Sacnite: White Flowers in the Zócalo
Even in the vast expanse of the central square, (the Zócalo) of Mexico city, the Metropolitan Cathedral was massive and imposing. I stepped out of the cool sanctuary into a square filled with the complexity that is Mexico; tourists, groups of children in muddied traditional costumes selling tiny packets of Chiclets, colorful booths with piñatas, smells of fresh tortillas. The square was packed, but all the life around me, the colors and vibrancy felt empty and I couldn’t find my place in it, in the world.
At 20 I had temporarily dropped out of Oberlin College/Conservatory. My cello teacher was angry when I announced that maybe I should be a farmer, and that I was leaving school to find out. After discovering how terrible I was at farming, I wandered through the ruins and pubs of Ireland, weeded gardens in rural NY and hitchhiked and backpacked through the Lacandon Jungle during the Zapatista rebellion in Mexico. That is how I found myself in the center of La Cuidad De Mexico. That is also how, from the deepest part of me, I yearned for belonging and the knowledge of self.
My plea was answered swiftly and definitively. Standing 30-40 feet from me was a woman shaman, in her 50s, tall, regal and beautiful. She had been blessing people in the square as they approached her, with a pungent incense. The day was drawing to a close and she picked up a large shell and sounded out a haunting call to the four directions. As she began ceremoniously wrapping up her feathers and other sacred objects, including a vase with three stalks of white flowers a disheveled man, groaning and drooling, began to approach her. A wide swath in the crowd opened up around his chaotic movements. He stumbled and groaned and the woman shaman bent towards him and placed one stalk of the flowers into his hands. After a brief pause, the man returned to his angry and crazed moaning, and slapped the flowers against the stones, until they were shredded. The crowd began to part again, as the shaman walked through the people, stopping to stand in front of me. She placed her hands together with mine, looked me in the eyes and spoke Mayan words. She placed the second stalk of white flowers in my hands. I reflected at that moment my capability, every human beings capability, to be either shaman or madman, and the fine line that can separate these two. I was moved by her poise and compassion in this act of honor to these two lost souls.
I stood frozen and wide-eyed for several moments, transfixed and blessed. The woman quietly returned and wrapped the third stalk in a cloth and left the square. I looked at the flowers in my hand. They had a pure citrus like sweetness.

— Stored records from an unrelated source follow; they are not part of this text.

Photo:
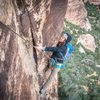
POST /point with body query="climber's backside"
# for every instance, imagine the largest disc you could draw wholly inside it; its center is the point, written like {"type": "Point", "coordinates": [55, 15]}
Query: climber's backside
{"type": "Point", "coordinates": [60, 53]}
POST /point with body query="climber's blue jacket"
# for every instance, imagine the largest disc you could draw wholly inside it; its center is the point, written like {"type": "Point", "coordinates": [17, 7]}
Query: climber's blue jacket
{"type": "Point", "coordinates": [57, 52]}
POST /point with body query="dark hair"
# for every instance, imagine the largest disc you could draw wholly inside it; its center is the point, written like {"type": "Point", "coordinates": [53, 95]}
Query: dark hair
{"type": "Point", "coordinates": [69, 38]}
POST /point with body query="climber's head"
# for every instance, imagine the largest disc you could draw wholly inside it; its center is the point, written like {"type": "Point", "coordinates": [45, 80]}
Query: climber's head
{"type": "Point", "coordinates": [65, 38]}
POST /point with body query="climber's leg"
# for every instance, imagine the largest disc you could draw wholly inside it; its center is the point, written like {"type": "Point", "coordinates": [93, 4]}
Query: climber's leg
{"type": "Point", "coordinates": [49, 80]}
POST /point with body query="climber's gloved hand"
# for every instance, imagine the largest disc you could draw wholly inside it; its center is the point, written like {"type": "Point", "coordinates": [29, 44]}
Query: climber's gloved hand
{"type": "Point", "coordinates": [40, 48]}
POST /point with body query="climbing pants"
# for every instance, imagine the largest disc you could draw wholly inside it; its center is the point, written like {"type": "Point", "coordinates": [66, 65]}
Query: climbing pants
{"type": "Point", "coordinates": [50, 79]}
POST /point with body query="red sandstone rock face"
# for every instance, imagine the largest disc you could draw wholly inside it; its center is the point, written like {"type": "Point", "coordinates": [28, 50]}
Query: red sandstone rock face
{"type": "Point", "coordinates": [95, 2]}
{"type": "Point", "coordinates": [77, 14]}
{"type": "Point", "coordinates": [20, 77]}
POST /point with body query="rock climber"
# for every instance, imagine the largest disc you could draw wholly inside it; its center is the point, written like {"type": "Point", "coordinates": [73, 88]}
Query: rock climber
{"type": "Point", "coordinates": [57, 58]}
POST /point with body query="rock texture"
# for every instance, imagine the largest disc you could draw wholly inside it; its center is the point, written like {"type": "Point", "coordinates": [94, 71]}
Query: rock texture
{"type": "Point", "coordinates": [40, 22]}
{"type": "Point", "coordinates": [95, 2]}
{"type": "Point", "coordinates": [22, 68]}
{"type": "Point", "coordinates": [77, 14]}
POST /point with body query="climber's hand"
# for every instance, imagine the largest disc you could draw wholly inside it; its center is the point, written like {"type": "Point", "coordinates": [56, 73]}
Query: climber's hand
{"type": "Point", "coordinates": [40, 48]}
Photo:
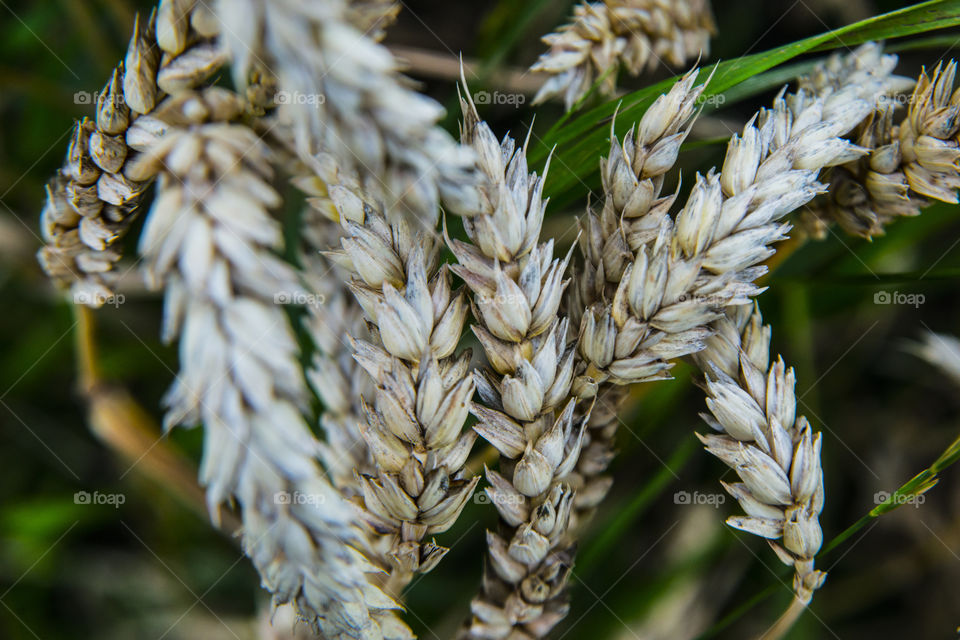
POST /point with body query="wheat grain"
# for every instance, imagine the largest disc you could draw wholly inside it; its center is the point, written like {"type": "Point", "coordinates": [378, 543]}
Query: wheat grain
{"type": "Point", "coordinates": [774, 451]}
{"type": "Point", "coordinates": [632, 178]}
{"type": "Point", "coordinates": [909, 163]}
{"type": "Point", "coordinates": [636, 34]}
{"type": "Point", "coordinates": [210, 241]}
{"type": "Point", "coordinates": [652, 282]}
{"type": "Point", "coordinates": [346, 98]}
{"type": "Point", "coordinates": [93, 199]}
{"type": "Point", "coordinates": [523, 411]}
{"type": "Point", "coordinates": [413, 427]}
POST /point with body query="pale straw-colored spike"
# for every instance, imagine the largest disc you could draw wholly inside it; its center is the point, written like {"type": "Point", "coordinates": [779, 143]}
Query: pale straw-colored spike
{"type": "Point", "coordinates": [753, 411]}
{"type": "Point", "coordinates": [93, 200]}
{"type": "Point", "coordinates": [413, 421]}
{"type": "Point", "coordinates": [636, 34]}
{"type": "Point", "coordinates": [675, 274]}
{"type": "Point", "coordinates": [346, 98]}
{"type": "Point", "coordinates": [523, 408]}
{"type": "Point", "coordinates": [632, 177]}
{"type": "Point", "coordinates": [910, 162]}
{"type": "Point", "coordinates": [335, 376]}
{"type": "Point", "coordinates": [211, 243]}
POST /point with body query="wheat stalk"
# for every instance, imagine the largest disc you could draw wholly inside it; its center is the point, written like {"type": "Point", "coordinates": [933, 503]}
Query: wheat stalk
{"type": "Point", "coordinates": [909, 163]}
{"type": "Point", "coordinates": [210, 241]}
{"type": "Point", "coordinates": [675, 276]}
{"type": "Point", "coordinates": [636, 34]}
{"type": "Point", "coordinates": [346, 99]}
{"type": "Point", "coordinates": [414, 422]}
{"type": "Point", "coordinates": [341, 384]}
{"type": "Point", "coordinates": [524, 412]}
{"type": "Point", "coordinates": [774, 451]}
{"type": "Point", "coordinates": [94, 198]}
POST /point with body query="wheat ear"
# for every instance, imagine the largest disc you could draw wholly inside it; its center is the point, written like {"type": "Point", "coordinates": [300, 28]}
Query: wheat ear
{"type": "Point", "coordinates": [413, 424]}
{"type": "Point", "coordinates": [632, 177]}
{"type": "Point", "coordinates": [335, 376]}
{"type": "Point", "coordinates": [636, 34]}
{"type": "Point", "coordinates": [523, 411]}
{"type": "Point", "coordinates": [656, 281]}
{"type": "Point", "coordinates": [909, 163]}
{"type": "Point", "coordinates": [346, 98]}
{"type": "Point", "coordinates": [775, 452]}
{"type": "Point", "coordinates": [210, 242]}
{"type": "Point", "coordinates": [94, 198]}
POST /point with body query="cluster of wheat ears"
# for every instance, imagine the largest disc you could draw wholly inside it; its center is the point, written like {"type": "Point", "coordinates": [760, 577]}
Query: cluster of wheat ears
{"type": "Point", "coordinates": [563, 335]}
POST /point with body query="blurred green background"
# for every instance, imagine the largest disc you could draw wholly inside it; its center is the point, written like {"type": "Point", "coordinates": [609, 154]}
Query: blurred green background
{"type": "Point", "coordinates": [152, 567]}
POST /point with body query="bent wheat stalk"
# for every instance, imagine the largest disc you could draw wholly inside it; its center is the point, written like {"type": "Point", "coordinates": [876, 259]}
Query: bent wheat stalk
{"type": "Point", "coordinates": [678, 274]}
{"type": "Point", "coordinates": [413, 428]}
{"type": "Point", "coordinates": [346, 99]}
{"type": "Point", "coordinates": [636, 34]}
{"type": "Point", "coordinates": [210, 241]}
{"type": "Point", "coordinates": [909, 163]}
{"type": "Point", "coordinates": [760, 436]}
{"type": "Point", "coordinates": [93, 200]}
{"type": "Point", "coordinates": [523, 410]}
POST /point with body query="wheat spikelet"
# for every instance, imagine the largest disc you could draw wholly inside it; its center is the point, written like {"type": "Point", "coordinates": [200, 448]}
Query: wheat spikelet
{"type": "Point", "coordinates": [524, 411]}
{"type": "Point", "coordinates": [909, 163]}
{"type": "Point", "coordinates": [636, 34]}
{"type": "Point", "coordinates": [333, 314]}
{"type": "Point", "coordinates": [346, 98]}
{"type": "Point", "coordinates": [210, 241]}
{"type": "Point", "coordinates": [93, 199]}
{"type": "Point", "coordinates": [372, 17]}
{"type": "Point", "coordinates": [413, 421]}
{"type": "Point", "coordinates": [632, 177]}
{"type": "Point", "coordinates": [774, 451]}
{"type": "Point", "coordinates": [653, 282]}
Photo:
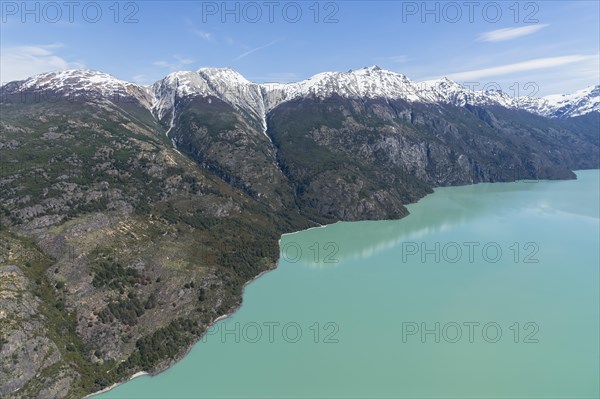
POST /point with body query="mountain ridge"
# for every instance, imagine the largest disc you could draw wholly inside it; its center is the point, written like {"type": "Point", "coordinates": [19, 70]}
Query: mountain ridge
{"type": "Point", "coordinates": [257, 99]}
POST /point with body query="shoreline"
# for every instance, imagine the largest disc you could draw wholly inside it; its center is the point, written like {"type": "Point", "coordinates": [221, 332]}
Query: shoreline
{"type": "Point", "coordinates": [188, 350]}
{"type": "Point", "coordinates": [116, 384]}
{"type": "Point", "coordinates": [238, 306]}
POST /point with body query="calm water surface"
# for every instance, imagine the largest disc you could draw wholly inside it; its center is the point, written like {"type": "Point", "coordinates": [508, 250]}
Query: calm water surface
{"type": "Point", "coordinates": [484, 291]}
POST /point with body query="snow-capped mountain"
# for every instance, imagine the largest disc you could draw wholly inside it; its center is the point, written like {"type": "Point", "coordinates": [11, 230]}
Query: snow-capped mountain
{"type": "Point", "coordinates": [566, 105]}
{"type": "Point", "coordinates": [79, 84]}
{"type": "Point", "coordinates": [256, 100]}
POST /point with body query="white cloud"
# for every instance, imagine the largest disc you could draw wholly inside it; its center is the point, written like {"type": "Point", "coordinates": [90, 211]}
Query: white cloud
{"type": "Point", "coordinates": [540, 63]}
{"type": "Point", "coordinates": [177, 65]}
{"type": "Point", "coordinates": [247, 53]}
{"type": "Point", "coordinates": [501, 35]}
{"type": "Point", "coordinates": [21, 62]}
{"type": "Point", "coordinates": [277, 77]}
{"type": "Point", "coordinates": [203, 34]}
{"type": "Point", "coordinates": [395, 59]}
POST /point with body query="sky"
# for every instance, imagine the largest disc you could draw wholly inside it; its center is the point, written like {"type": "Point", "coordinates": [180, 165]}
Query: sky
{"type": "Point", "coordinates": [523, 48]}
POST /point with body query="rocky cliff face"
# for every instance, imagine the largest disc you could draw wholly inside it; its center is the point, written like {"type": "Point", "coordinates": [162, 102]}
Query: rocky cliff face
{"type": "Point", "coordinates": [131, 217]}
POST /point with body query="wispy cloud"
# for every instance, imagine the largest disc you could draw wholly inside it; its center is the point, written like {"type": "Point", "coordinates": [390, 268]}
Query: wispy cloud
{"type": "Point", "coordinates": [208, 36]}
{"type": "Point", "coordinates": [254, 50]}
{"type": "Point", "coordinates": [539, 63]}
{"type": "Point", "coordinates": [501, 35]}
{"type": "Point", "coordinates": [20, 62]}
{"type": "Point", "coordinates": [394, 59]}
{"type": "Point", "coordinates": [277, 77]}
{"type": "Point", "coordinates": [178, 64]}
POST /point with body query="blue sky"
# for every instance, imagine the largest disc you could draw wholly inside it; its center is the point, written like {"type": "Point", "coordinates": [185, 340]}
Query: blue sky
{"type": "Point", "coordinates": [553, 44]}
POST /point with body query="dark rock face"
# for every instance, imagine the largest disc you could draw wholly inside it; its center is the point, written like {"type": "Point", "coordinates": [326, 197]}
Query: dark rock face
{"type": "Point", "coordinates": [118, 250]}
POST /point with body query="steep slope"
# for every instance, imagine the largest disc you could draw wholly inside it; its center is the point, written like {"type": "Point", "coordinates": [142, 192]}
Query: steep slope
{"type": "Point", "coordinates": [131, 217]}
{"type": "Point", "coordinates": [123, 240]}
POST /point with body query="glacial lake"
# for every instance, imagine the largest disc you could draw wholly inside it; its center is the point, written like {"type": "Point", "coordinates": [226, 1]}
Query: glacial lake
{"type": "Point", "coordinates": [484, 291]}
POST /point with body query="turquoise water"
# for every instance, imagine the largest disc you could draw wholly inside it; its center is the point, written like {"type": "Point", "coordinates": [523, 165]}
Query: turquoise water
{"type": "Point", "coordinates": [509, 271]}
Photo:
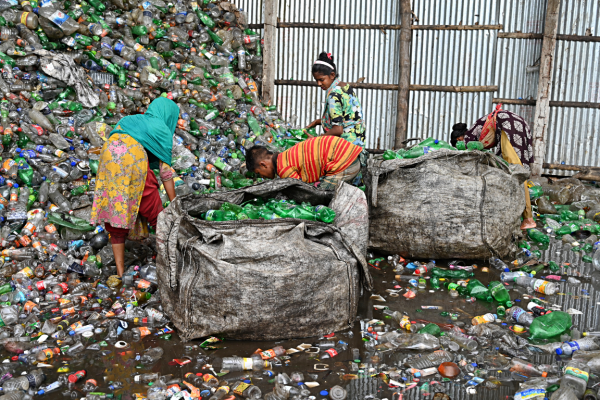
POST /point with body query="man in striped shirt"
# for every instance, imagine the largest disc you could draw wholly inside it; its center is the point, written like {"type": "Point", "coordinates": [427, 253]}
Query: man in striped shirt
{"type": "Point", "coordinates": [328, 159]}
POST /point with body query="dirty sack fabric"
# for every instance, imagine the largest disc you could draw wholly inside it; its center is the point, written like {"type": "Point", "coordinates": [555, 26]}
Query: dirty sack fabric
{"type": "Point", "coordinates": [263, 280]}
{"type": "Point", "coordinates": [446, 204]}
{"type": "Point", "coordinates": [62, 67]}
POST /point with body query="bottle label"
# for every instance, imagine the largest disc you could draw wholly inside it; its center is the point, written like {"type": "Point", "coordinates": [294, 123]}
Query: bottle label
{"type": "Point", "coordinates": [64, 286]}
{"type": "Point", "coordinates": [540, 286]}
{"type": "Point", "coordinates": [70, 310]}
{"type": "Point", "coordinates": [30, 227]}
{"type": "Point", "coordinates": [48, 353]}
{"type": "Point", "coordinates": [577, 373]}
{"type": "Point", "coordinates": [574, 346]}
{"type": "Point", "coordinates": [331, 352]}
{"type": "Point", "coordinates": [517, 313]}
{"type": "Point", "coordinates": [27, 271]}
{"type": "Point", "coordinates": [58, 18]}
{"type": "Point", "coordinates": [530, 394]}
{"type": "Point", "coordinates": [119, 47]}
{"type": "Point", "coordinates": [143, 284]}
{"type": "Point", "coordinates": [252, 86]}
{"type": "Point", "coordinates": [29, 306]}
{"type": "Point", "coordinates": [267, 354]}
{"type": "Point", "coordinates": [240, 388]}
{"type": "Point", "coordinates": [246, 364]}
{"type": "Point", "coordinates": [144, 331]}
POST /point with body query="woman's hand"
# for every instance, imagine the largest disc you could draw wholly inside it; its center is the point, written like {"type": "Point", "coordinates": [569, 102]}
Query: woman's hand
{"type": "Point", "coordinates": [170, 189]}
{"type": "Point", "coordinates": [313, 124]}
{"type": "Point", "coordinates": [337, 130]}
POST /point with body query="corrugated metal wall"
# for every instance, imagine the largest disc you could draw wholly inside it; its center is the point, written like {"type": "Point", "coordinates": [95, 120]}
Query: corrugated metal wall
{"type": "Point", "coordinates": [574, 136]}
{"type": "Point", "coordinates": [369, 54]}
{"type": "Point", "coordinates": [451, 58]}
{"type": "Point", "coordinates": [518, 60]}
{"type": "Point", "coordinates": [460, 58]}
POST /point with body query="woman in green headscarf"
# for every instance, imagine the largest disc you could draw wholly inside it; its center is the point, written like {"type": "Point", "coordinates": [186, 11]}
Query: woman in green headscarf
{"type": "Point", "coordinates": [126, 198]}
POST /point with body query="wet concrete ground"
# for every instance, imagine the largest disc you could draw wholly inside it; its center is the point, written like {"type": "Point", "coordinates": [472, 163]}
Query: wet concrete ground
{"type": "Point", "coordinates": [121, 365]}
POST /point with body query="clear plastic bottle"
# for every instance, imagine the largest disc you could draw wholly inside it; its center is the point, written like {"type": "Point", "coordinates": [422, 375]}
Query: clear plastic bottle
{"type": "Point", "coordinates": [516, 315]}
{"type": "Point", "coordinates": [576, 376]}
{"type": "Point", "coordinates": [568, 348]}
{"type": "Point", "coordinates": [539, 285]}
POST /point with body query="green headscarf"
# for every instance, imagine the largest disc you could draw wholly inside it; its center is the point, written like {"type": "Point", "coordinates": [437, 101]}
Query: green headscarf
{"type": "Point", "coordinates": [155, 129]}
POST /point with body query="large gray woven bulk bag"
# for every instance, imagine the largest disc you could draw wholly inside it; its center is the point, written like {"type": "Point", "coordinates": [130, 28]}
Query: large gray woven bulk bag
{"type": "Point", "coordinates": [263, 280]}
{"type": "Point", "coordinates": [445, 204]}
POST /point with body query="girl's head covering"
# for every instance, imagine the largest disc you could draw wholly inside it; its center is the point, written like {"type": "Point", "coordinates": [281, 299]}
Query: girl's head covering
{"type": "Point", "coordinates": [155, 129]}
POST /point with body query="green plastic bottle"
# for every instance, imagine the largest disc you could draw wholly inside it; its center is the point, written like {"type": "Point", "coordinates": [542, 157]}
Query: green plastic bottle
{"type": "Point", "coordinates": [538, 236]}
{"type": "Point", "coordinates": [418, 151]}
{"type": "Point", "coordinates": [475, 145]}
{"type": "Point", "coordinates": [554, 267]}
{"type": "Point", "coordinates": [254, 125]}
{"type": "Point", "coordinates": [550, 325]}
{"type": "Point", "coordinates": [267, 214]}
{"type": "Point", "coordinates": [218, 215]}
{"type": "Point", "coordinates": [390, 155]}
{"type": "Point", "coordinates": [500, 294]}
{"type": "Point", "coordinates": [6, 288]}
{"type": "Point", "coordinates": [231, 207]}
{"type": "Point", "coordinates": [566, 229]}
{"type": "Point", "coordinates": [79, 190]}
{"type": "Point", "coordinates": [532, 269]}
{"type": "Point", "coordinates": [139, 30]}
{"type": "Point", "coordinates": [301, 213]}
{"type": "Point", "coordinates": [25, 175]}
{"type": "Point", "coordinates": [478, 290]}
{"type": "Point", "coordinates": [452, 273]}
{"type": "Point", "coordinates": [325, 214]}
{"type": "Point", "coordinates": [432, 329]}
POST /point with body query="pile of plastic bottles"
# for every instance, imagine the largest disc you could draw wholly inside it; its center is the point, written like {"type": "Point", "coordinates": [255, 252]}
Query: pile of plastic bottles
{"type": "Point", "coordinates": [430, 145]}
{"type": "Point", "coordinates": [200, 55]}
{"type": "Point", "coordinates": [271, 209]}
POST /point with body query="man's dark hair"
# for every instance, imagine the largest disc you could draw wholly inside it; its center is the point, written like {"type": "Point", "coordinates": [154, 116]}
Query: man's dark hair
{"type": "Point", "coordinates": [458, 130]}
{"type": "Point", "coordinates": [255, 155]}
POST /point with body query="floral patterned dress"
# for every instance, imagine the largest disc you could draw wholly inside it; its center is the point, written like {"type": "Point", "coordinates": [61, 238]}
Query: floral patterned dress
{"type": "Point", "coordinates": [120, 184]}
{"type": "Point", "coordinates": [343, 108]}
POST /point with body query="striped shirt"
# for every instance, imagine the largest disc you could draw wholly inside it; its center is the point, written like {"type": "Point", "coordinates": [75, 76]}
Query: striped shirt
{"type": "Point", "coordinates": [317, 157]}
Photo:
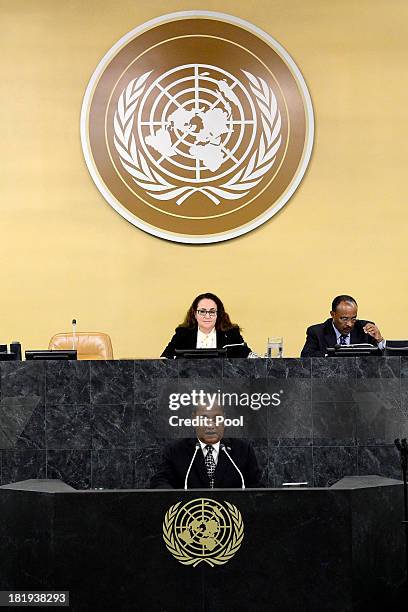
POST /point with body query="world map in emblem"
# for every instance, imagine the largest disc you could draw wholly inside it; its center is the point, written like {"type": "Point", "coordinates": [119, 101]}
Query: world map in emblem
{"type": "Point", "coordinates": [197, 127]}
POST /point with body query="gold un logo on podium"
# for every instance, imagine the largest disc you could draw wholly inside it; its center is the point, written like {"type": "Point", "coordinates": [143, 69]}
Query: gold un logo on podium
{"type": "Point", "coordinates": [197, 127]}
{"type": "Point", "coordinates": [203, 530]}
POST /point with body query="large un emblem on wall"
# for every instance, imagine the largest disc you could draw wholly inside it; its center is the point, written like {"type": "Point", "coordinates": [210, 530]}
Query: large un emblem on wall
{"type": "Point", "coordinates": [197, 127]}
{"type": "Point", "coordinates": [203, 531]}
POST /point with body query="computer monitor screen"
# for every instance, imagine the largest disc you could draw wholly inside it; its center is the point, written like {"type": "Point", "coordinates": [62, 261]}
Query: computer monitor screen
{"type": "Point", "coordinates": [200, 353]}
{"type": "Point", "coordinates": [353, 350]}
{"type": "Point", "coordinates": [62, 354]}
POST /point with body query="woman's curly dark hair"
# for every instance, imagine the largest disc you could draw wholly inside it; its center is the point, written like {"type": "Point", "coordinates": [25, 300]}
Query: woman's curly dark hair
{"type": "Point", "coordinates": [223, 321]}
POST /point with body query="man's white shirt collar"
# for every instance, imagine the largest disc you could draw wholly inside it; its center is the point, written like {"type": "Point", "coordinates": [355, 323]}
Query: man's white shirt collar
{"type": "Point", "coordinates": [216, 450]}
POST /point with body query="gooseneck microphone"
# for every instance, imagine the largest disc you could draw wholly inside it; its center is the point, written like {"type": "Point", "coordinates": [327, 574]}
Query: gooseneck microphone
{"type": "Point", "coordinates": [73, 333]}
{"type": "Point", "coordinates": [224, 448]}
{"type": "Point", "coordinates": [191, 463]}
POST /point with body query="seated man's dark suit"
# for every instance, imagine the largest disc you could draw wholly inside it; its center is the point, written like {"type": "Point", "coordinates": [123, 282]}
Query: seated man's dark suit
{"type": "Point", "coordinates": [322, 336]}
{"type": "Point", "coordinates": [186, 338]}
{"type": "Point", "coordinates": [177, 456]}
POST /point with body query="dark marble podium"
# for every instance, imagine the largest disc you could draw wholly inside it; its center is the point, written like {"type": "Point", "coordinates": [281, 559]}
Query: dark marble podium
{"type": "Point", "coordinates": [98, 424]}
{"type": "Point", "coordinates": [337, 549]}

When I finally moved from my spot and rejoined my friends, I carried the flowers with the greatest care and love, as if they were a candle in the wind that might be extinguished with the slightest breeze. I felt profoundly moved yet also a deep sense of responsibility. I realized at that moment that I needed to stop running from myself, I needed to stop slapping my gift against the stones. I thought about music, about cello and the hard work of practicing. I thought about all the people who had told me with awe, how I had moved them with my playing. How gifted I was. I never believed this. I never felt I really was anybody special. But also, I was overwhelmed by the work required to be a cellist of any skill, the daily practice and devotion. Rejecting my gift felt easier than this work. In that square, I began to recognize that the gift was not my choice. Beauty had found me. It would keep finding me. What I did with it, THIS was my choice.
Six months later I returned to Oberlin and majored in music. I practiced and practiced and got into a masters and then a doctoral program in Boston. I became a professor and I became a performer. I became a cellist. Today, I do my best to care and honor my gift every day of my life, and to pass it on to others. It’s not always easy, but on that one day in the square of Mexico City, one white stalk of flowers, a madman and a shaman showed me the way.